Even this was not enough for them. Three corporate lobby groups – the National Association of Manufacturers, the US Chamber of Commerce and the Business Roundtable – are now suing the US government to have the new law set aside. Global Witness has called on some of their members – including Caterpillar, Dell, Honeywell, Motorola, Siemens, Toyota, Whirlpool and Xerox – to publicly distance themselves from the lawsuit, without success.

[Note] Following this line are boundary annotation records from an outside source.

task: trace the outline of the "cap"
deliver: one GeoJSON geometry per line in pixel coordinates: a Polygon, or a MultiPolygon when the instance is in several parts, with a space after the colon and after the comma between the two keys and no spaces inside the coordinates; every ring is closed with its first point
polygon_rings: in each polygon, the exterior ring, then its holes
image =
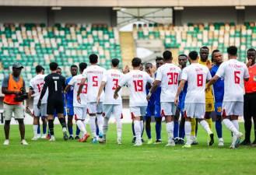
{"type": "Polygon", "coordinates": [[[23,68],[24,67],[21,65],[19,62],[16,62],[13,63],[12,68],[23,68]]]}

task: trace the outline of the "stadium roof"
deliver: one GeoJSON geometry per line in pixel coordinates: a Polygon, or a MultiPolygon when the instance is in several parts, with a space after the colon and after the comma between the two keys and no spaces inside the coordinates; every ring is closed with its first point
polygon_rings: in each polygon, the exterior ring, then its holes
{"type": "Polygon", "coordinates": [[[247,6],[255,0],[0,0],[2,6],[174,7],[247,6]]]}

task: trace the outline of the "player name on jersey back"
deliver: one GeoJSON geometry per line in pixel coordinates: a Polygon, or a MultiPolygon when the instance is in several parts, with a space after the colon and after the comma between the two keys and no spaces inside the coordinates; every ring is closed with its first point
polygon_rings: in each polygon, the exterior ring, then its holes
{"type": "MultiPolygon", "coordinates": [[[[96,102],[98,91],[106,69],[98,65],[90,65],[82,72],[84,78],[87,79],[87,102],[96,102]]],[[[104,93],[100,96],[100,101],[103,100],[104,93]]]]}
{"type": "Polygon", "coordinates": [[[146,72],[139,70],[132,70],[125,74],[119,86],[128,85],[130,91],[130,107],[146,107],[146,86],[147,82],[153,83],[152,79],[146,72]]]}
{"type": "Polygon", "coordinates": [[[118,92],[118,97],[116,100],[114,99],[114,93],[123,76],[123,73],[117,69],[110,69],[106,72],[102,79],[106,82],[104,104],[121,104],[121,90],[118,92]]]}

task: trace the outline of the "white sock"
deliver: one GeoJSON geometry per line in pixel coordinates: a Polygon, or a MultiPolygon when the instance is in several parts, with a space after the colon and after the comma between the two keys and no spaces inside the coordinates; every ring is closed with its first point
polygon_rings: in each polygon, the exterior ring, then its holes
{"type": "Polygon", "coordinates": [[[226,127],[230,130],[233,134],[238,135],[239,131],[236,128],[236,127],[233,125],[233,124],[230,121],[230,119],[225,118],[223,121],[223,124],[226,125],[226,127]]]}
{"type": "Polygon", "coordinates": [[[187,144],[191,144],[191,122],[185,121],[185,135],[187,138],[187,144]]]}
{"type": "Polygon", "coordinates": [[[136,136],[136,142],[142,142],[142,130],[140,127],[140,121],[134,121],[134,129],[136,136]]]}
{"type": "Polygon", "coordinates": [[[37,124],[33,124],[33,136],[37,137],[37,129],[38,129],[38,125],[37,124]]]}
{"type": "Polygon", "coordinates": [[[236,128],[237,128],[237,131],[239,131],[239,124],[238,124],[238,120],[233,120],[233,121],[231,121],[231,122],[233,123],[233,124],[234,125],[234,127],[236,127],[236,128]]]}
{"type": "Polygon", "coordinates": [[[167,131],[168,135],[168,142],[170,142],[174,138],[174,122],[168,122],[167,123],[167,131]]]}
{"type": "Polygon", "coordinates": [[[108,129],[108,121],[109,121],[108,117],[104,117],[103,126],[103,137],[105,138],[106,138],[106,135],[107,135],[107,129],[108,129]]]}
{"type": "Polygon", "coordinates": [[[96,137],[96,124],[95,124],[95,116],[89,116],[89,127],[91,128],[91,132],[93,137],[96,137]]]}
{"type": "Polygon", "coordinates": [[[103,117],[102,116],[102,114],[96,114],[96,117],[97,117],[99,133],[103,133],[103,117]]]}
{"type": "Polygon", "coordinates": [[[83,122],[81,120],[77,120],[76,124],[77,124],[78,128],[79,128],[79,130],[81,131],[82,135],[83,137],[87,133],[85,124],[83,124],[83,122]]]}
{"type": "Polygon", "coordinates": [[[200,121],[201,125],[202,126],[202,128],[204,128],[204,129],[206,131],[207,134],[210,135],[212,134],[212,131],[210,129],[210,127],[209,126],[209,124],[207,123],[206,121],[202,120],[200,121]]]}
{"type": "Polygon", "coordinates": [[[144,123],[143,123],[143,121],[139,121],[139,124],[140,124],[141,133],[142,133],[142,131],[143,131],[143,128],[144,128],[144,123]]]}
{"type": "Polygon", "coordinates": [[[117,122],[117,138],[121,138],[122,135],[122,123],[120,117],[116,117],[117,122]]]}

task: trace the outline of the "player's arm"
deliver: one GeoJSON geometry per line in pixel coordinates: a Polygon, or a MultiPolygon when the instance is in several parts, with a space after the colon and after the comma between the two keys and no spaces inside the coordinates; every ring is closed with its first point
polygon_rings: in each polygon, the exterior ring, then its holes
{"type": "Polygon", "coordinates": [[[41,91],[41,93],[40,94],[40,97],[39,97],[39,100],[38,100],[38,103],[37,103],[37,108],[39,109],[41,106],[41,100],[46,93],[46,90],[48,87],[48,84],[49,84],[49,79],[47,79],[46,77],[44,78],[44,86],[43,86],[43,89],[42,89],[42,91],[41,91]]]}
{"type": "Polygon", "coordinates": [[[156,80],[156,79],[153,82],[153,86],[149,90],[149,93],[146,96],[146,99],[148,100],[149,100],[152,93],[153,93],[156,90],[157,87],[160,86],[160,83],[161,83],[161,81],[156,80]]]}
{"type": "Polygon", "coordinates": [[[99,89],[99,91],[98,91],[97,103],[100,102],[100,95],[102,93],[102,91],[103,91],[103,89],[104,89],[105,86],[106,86],[106,82],[102,81],[101,84],[100,84],[100,89],[99,89]]]}
{"type": "Polygon", "coordinates": [[[174,103],[176,106],[177,106],[177,104],[179,103],[179,96],[180,96],[186,82],[187,81],[184,79],[181,79],[180,82],[179,87],[177,88],[177,91],[176,93],[176,96],[175,96],[175,99],[174,99],[174,103]]]}
{"type": "Polygon", "coordinates": [[[213,85],[218,79],[219,76],[217,75],[215,75],[206,84],[205,90],[209,90],[210,89],[210,86],[213,85]]]}

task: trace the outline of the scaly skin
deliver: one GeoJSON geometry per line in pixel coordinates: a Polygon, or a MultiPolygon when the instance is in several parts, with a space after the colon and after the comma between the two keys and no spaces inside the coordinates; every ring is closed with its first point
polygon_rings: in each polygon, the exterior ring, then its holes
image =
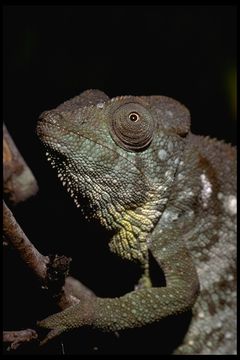
{"type": "Polygon", "coordinates": [[[84,211],[114,230],[111,251],[143,269],[134,291],[80,302],[39,325],[116,331],[192,309],[175,353],[233,354],[235,149],[191,134],[188,110],[173,99],[110,100],[98,90],[44,112],[38,135],[76,205],[86,198],[84,211]],[[149,252],[166,286],[152,286],[149,252]]]}

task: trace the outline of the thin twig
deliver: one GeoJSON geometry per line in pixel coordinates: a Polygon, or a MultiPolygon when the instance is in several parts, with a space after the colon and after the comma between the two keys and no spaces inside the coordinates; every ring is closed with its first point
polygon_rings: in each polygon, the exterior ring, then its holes
{"type": "Polygon", "coordinates": [[[3,233],[5,239],[19,253],[26,265],[41,280],[46,278],[48,256],[43,256],[29,241],[23,230],[15,220],[11,210],[3,201],[3,233]]]}
{"type": "Polygon", "coordinates": [[[4,194],[16,205],[38,191],[37,181],[3,124],[4,194]]]}

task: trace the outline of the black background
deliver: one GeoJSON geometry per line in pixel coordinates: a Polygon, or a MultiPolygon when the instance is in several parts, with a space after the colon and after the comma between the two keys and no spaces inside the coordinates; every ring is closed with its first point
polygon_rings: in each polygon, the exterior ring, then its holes
{"type": "MultiPolygon", "coordinates": [[[[166,95],[190,109],[194,133],[235,144],[236,7],[5,6],[3,22],[3,119],[40,187],[14,214],[43,254],[71,256],[72,275],[97,295],[130,291],[138,268],[111,254],[104,231],[81,219],[46,162],[37,118],[89,88],[110,97],[166,95]]],[[[14,252],[4,260],[4,328],[34,327],[56,309],[14,252]]],[[[188,320],[120,338],[81,329],[64,337],[65,352],[169,353],[188,320]]],[[[44,351],[60,353],[60,342],[44,351]]]]}

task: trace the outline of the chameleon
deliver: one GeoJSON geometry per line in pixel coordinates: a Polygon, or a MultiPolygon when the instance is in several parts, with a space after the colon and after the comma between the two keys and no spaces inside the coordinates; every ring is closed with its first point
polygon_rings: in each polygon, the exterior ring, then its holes
{"type": "Polygon", "coordinates": [[[236,148],[190,122],[170,97],[94,89],[41,114],[37,133],[63,185],[142,275],[123,296],[80,301],[39,326],[116,332],[191,309],[174,354],[236,353],[236,148]],[[152,284],[150,255],[164,286],[152,284]]]}

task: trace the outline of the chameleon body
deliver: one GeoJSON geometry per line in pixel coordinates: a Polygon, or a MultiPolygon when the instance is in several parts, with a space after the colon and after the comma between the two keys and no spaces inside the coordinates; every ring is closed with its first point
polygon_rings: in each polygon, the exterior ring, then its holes
{"type": "Polygon", "coordinates": [[[88,214],[113,231],[110,250],[142,267],[132,292],[39,325],[118,331],[192,309],[175,353],[234,354],[236,149],[192,134],[188,110],[171,98],[99,90],[44,112],[38,135],[77,206],[85,198],[88,214]],[[166,286],[152,285],[149,253],[166,286]]]}

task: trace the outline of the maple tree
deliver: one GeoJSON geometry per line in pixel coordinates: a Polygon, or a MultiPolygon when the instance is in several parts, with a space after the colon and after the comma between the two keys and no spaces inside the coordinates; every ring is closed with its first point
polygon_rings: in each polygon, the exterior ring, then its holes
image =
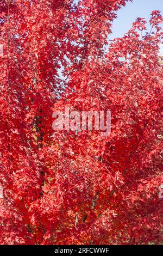
{"type": "Polygon", "coordinates": [[[1,244],[162,242],[162,19],[108,45],[127,2],[1,1],[1,244]],[[111,135],[54,132],[65,106],[111,135]]]}

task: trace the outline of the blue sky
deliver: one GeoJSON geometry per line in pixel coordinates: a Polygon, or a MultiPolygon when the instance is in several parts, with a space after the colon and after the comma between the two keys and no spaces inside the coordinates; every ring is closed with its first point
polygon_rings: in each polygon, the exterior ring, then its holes
{"type": "Polygon", "coordinates": [[[109,39],[122,36],[138,17],[149,21],[150,14],[154,10],[161,11],[163,15],[163,0],[134,0],[133,3],[128,2],[118,11],[118,18],[114,21],[112,34],[109,39]]]}

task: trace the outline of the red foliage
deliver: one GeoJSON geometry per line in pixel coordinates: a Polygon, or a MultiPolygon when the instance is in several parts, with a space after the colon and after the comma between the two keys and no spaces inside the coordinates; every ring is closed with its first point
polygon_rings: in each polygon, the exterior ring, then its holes
{"type": "Polygon", "coordinates": [[[162,19],[140,35],[138,18],[106,50],[126,2],[1,1],[1,244],[162,241],[162,19]],[[54,133],[65,106],[110,109],[110,136],[54,133]]]}

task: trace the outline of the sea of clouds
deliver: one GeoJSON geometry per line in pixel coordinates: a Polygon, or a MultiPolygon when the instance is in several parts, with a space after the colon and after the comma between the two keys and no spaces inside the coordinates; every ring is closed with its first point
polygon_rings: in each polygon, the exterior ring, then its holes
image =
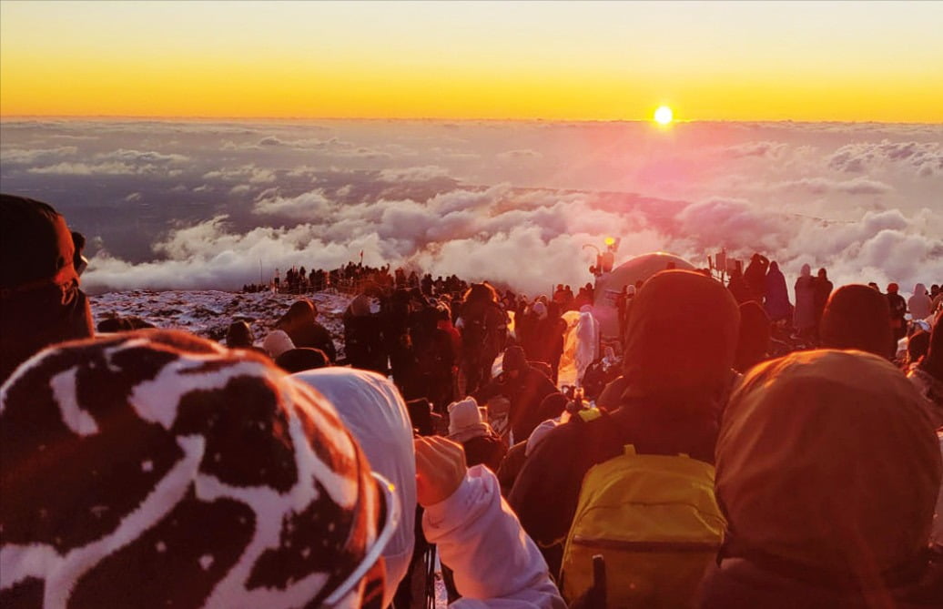
{"type": "Polygon", "coordinates": [[[836,286],[943,282],[943,125],[433,121],[0,123],[4,192],[89,239],[92,292],[391,263],[527,293],[726,248],[836,286]]]}

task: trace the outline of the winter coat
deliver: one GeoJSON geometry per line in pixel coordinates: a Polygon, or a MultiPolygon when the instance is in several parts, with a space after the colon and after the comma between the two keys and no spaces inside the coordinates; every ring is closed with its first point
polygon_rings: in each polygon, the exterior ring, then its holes
{"type": "Polygon", "coordinates": [[[927,296],[927,288],[923,284],[917,284],[914,295],[907,300],[907,309],[915,320],[924,320],[930,317],[933,301],[927,296]]]}
{"type": "Polygon", "coordinates": [[[893,354],[887,299],[869,286],[842,286],[832,294],[819,326],[823,347],[893,354]]]}
{"type": "Polygon", "coordinates": [[[540,551],[521,535],[488,469],[472,468],[451,497],[427,507],[422,531],[455,570],[462,598],[451,607],[565,609],[540,551]]]}
{"type": "Polygon", "coordinates": [[[510,423],[515,441],[526,439],[540,424],[540,404],[543,399],[556,393],[556,387],[547,376],[529,364],[518,371],[516,378],[507,372],[501,374],[474,394],[478,403],[487,403],[494,396],[503,395],[511,403],[510,423]]]}
{"type": "MultiPolygon", "coordinates": [[[[699,273],[664,271],[639,290],[629,311],[623,376],[610,384],[622,388],[620,407],[549,432],[508,498],[554,573],[592,466],[621,454],[626,444],[640,453],[713,461],[715,402],[730,378],[738,324],[733,296],[699,273]]],[[[614,391],[604,391],[606,400],[616,402],[614,391]]]]}
{"type": "MultiPolygon", "coordinates": [[[[321,392],[338,409],[344,425],[367,454],[371,469],[396,487],[400,505],[416,504],[416,455],[412,424],[405,403],[396,387],[374,372],[351,368],[324,368],[293,374],[321,392]]],[[[388,580],[399,582],[405,575],[415,543],[413,509],[404,507],[396,533],[383,551],[388,580]]],[[[388,606],[396,586],[386,586],[388,606]]]]}
{"type": "Polygon", "coordinates": [[[295,347],[311,347],[320,349],[330,357],[331,362],[338,361],[338,349],[334,346],[331,334],[317,321],[298,324],[286,330],[295,347]]]}
{"type": "Polygon", "coordinates": [[[769,271],[766,275],[766,311],[769,321],[774,323],[789,319],[792,313],[786,276],[775,262],[769,263],[769,271]]]}
{"type": "Polygon", "coordinates": [[[816,327],[819,318],[816,315],[816,291],[809,265],[802,265],[802,272],[796,279],[796,309],[793,312],[792,325],[797,330],[808,330],[816,327]]]}
{"type": "Polygon", "coordinates": [[[731,397],[716,455],[728,534],[702,606],[943,599],[943,587],[918,589],[940,449],[919,394],[886,360],[819,350],[754,368],[731,397]]]}

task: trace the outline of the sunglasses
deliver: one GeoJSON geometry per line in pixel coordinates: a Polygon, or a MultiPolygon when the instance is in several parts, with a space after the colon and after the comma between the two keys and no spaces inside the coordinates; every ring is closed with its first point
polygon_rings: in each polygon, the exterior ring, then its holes
{"type": "Polygon", "coordinates": [[[386,518],[383,519],[383,528],[376,534],[376,539],[373,540],[373,545],[370,547],[367,553],[364,554],[363,560],[356,566],[356,568],[351,571],[351,574],[347,576],[343,582],[340,583],[338,587],[334,589],[331,594],[324,599],[324,602],[322,606],[323,607],[333,607],[339,602],[344,600],[344,598],[350,594],[357,584],[360,584],[360,580],[363,576],[367,574],[376,561],[380,560],[380,554],[383,553],[383,549],[387,547],[389,539],[393,536],[393,533],[396,532],[396,525],[400,521],[400,512],[402,506],[400,505],[400,498],[394,492],[396,487],[389,480],[376,473],[375,471],[371,472],[373,476],[373,482],[376,483],[376,487],[380,491],[380,496],[383,498],[383,504],[386,507],[386,518]]]}

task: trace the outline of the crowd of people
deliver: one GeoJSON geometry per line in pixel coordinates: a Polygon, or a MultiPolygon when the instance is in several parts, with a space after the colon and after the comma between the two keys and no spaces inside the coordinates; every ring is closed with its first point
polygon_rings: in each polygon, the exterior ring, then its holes
{"type": "Polygon", "coordinates": [[[435,552],[456,606],[941,604],[938,286],[666,269],[604,344],[592,285],[350,263],[260,341],[96,336],[65,219],[0,214],[3,606],[419,607],[435,552]]]}

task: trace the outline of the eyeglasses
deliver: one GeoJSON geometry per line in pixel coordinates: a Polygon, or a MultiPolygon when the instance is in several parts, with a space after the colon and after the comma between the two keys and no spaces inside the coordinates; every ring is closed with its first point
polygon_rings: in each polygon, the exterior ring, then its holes
{"type": "Polygon", "coordinates": [[[389,539],[393,536],[393,533],[396,532],[396,525],[400,521],[402,506],[400,505],[400,498],[394,492],[396,486],[375,471],[371,472],[371,475],[373,476],[373,481],[376,483],[376,487],[379,489],[380,495],[383,497],[383,503],[386,506],[387,516],[383,520],[383,529],[376,534],[373,545],[367,551],[360,564],[351,571],[347,579],[341,582],[338,587],[334,588],[334,592],[331,592],[324,599],[324,602],[323,603],[324,607],[333,607],[343,601],[344,597],[350,594],[350,591],[360,583],[360,580],[367,574],[367,571],[372,568],[376,561],[380,559],[380,554],[383,553],[384,548],[387,547],[389,539]]]}

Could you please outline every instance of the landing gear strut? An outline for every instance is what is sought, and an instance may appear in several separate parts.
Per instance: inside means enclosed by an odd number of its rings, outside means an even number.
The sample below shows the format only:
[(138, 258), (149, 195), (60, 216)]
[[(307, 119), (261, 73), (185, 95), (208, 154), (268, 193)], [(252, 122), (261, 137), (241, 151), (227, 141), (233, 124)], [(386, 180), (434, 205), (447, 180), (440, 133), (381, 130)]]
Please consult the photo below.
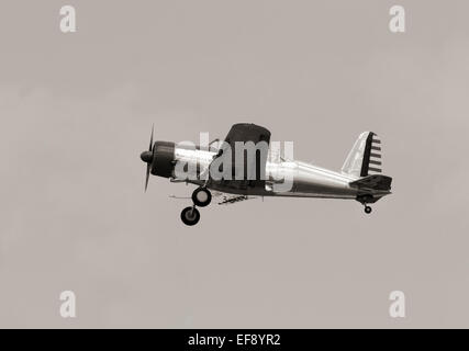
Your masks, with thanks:
[(196, 206), (186, 207), (181, 212), (181, 219), (185, 225), (194, 226), (200, 219), (200, 212), (196, 208)]
[(199, 207), (205, 207), (212, 201), (212, 194), (206, 188), (198, 188), (192, 193), (192, 201)]
[(212, 194), (206, 188), (201, 186), (196, 189), (192, 193), (193, 206), (186, 207), (181, 212), (182, 223), (187, 226), (194, 226), (198, 224), (200, 220), (200, 212), (196, 206), (205, 207), (211, 203), (211, 201)]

It suspects that some firms are "using the anonymity provided by the industry associations to try to weaken the law", while making public statements about how ethical they are. I ran out of time to pursue this question, but perhaps we could crowdsource it. Let's contact the phone manufacturers to discover whether they belong to these lobby groups, and ask whether they will publicly denounce the lawsuit and suspend their membership until it is dropped. That would be a good test of where they really stand.
I haven't yet made a decision. There are all the other issues to investigate, including the remarkably short life of these phones (a Twitter poll I conducted suggests that most people replace them after between one and four years). Perhaps I will wait until FairPhone manufactures a handset. Or perhaps I won't bother. I might resign myself to less immediacy, less accessibility and a little more space in which to think.